Bake at 350 F for 30-40 minutes; it should be golden brown and a toothpick comes out clean. Ramekins should take 15-20 minutes. Let cool 10 minutes and loosen the springform pan. Place on serving dish. Serve warm or cold
Serving suggestions: serve with a scoop of vanilla macnut ice cream or a side of mango-pineapple-blueberry fruit relish.
* (Note) - If no Crème Fraîche available you can substitute with 7 tablespoons heavy cream with 2 teaspoons lemon juice added
Recipe Contest Winner in Salad/Side DishCategory: Sandra Mattli – Maryland and Kailua-Kona
Mango – Passion Fruit Yams
2 large yams or Molokai sweet potatoes
2 large mangoes
3 Tablespoons light olive oil
1/2 medium sized passion fruit
1/4 teaspoon ground nutmeg
1 teaspoon ground cinnamon
1/8 teaspoon ground cloves
1/4 cup water
1/2 Organic Blue Agave
Peel yams and cut into 1/4 thick slices. Place into a pot with enough water to cover and boil until slightly softened. Remove from heat.
Peel mangoes , remove seed and slice.
Preheat oven to 375 degrees F.
Add olive oil to the bottom of a foil pan then pour 1/4 cup of the Agave. Place yam slices, mango and passion fruit into the pan. Add nutmeg, cinnamon and cloves. Stir and add water. Pour the remaining 1/4 cup of agave over the top.
Cover with foil and bake for 45 at 375 degrees or place on top of rack of grill, close top of grill and cook for 45 minutes at 375 degrees; stir every 15 minutes.
For the last 10 minutes, take the foil off the top to complete cooking.
Top with dry roasted macadamia nuts with Sea Salt or a slice of Dragon Fruit. Serve hot as a side dish for steak or fish.
Recipe Contest Winner in Entrée Category: Renn Giblin – Ohana Farm Orchards - Captain Cook
This recipe was also the Best Overall Cooking Contest Winner
Fish Tacos with Mango Pineapple Salsa
For the Salsa:
2 cups mangoes – small diced
1/4 cup pineapple – small diced
5-6 stalks green onions – small chopped
2 Tablespoons red onion – small chopped
1/2 cup cucumbers – peeled, seeded and small chopped
2 Tablespoon cilantro – small chopped
3-4 Tablespoons lime juice
2 Tablespoons brown sugar
1 teaspoon salt
Mince the mango, pineapple, green onion, red onion, cucumber and cilantro and toss together in a bowl. If desired, chopped Hawaiian chile peppers can be added for a bit of heat. Add fresh squeezed lime juice, brown sugar and salt and blend well.
Can be stored, covered, in refrigerator for several days. Serve with corn chips or as a relish on fish tacos
For the Fish Tacos:
Mahi mahi filets
Spice Hunter’s Seafood Grill Shaker
1/2 Tablespoon olive oil
Corn or flour tortillas
Sprinkle both sides of each filet with ready-made Spice Hunter’s Seafood Grill Shaker.
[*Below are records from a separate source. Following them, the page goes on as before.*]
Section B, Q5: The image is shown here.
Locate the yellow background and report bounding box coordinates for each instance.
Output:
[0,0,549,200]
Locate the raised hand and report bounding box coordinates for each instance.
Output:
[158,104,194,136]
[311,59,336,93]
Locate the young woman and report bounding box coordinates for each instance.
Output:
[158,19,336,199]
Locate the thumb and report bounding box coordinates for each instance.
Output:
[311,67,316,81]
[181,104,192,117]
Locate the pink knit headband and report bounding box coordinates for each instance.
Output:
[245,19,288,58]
Heat a non-stick sauté pan on high until olive oil is ‘shimmery’. Place the filets in the pan and turn heat down to medium. Sauté filets on each side for 2-3 minutes or until golden-brown. Cook to desired doneness. Use forks to pull the filets apart and serve on warm tortillas with shredded cabbage, mango-pineapple salsa and lime wedges on the side.
The Winners...Sandra Mattli on left and Renn Gibbin on right
Mahalo to everyone that entered...the judges and the friends who donated of their time and effort to help during the contest!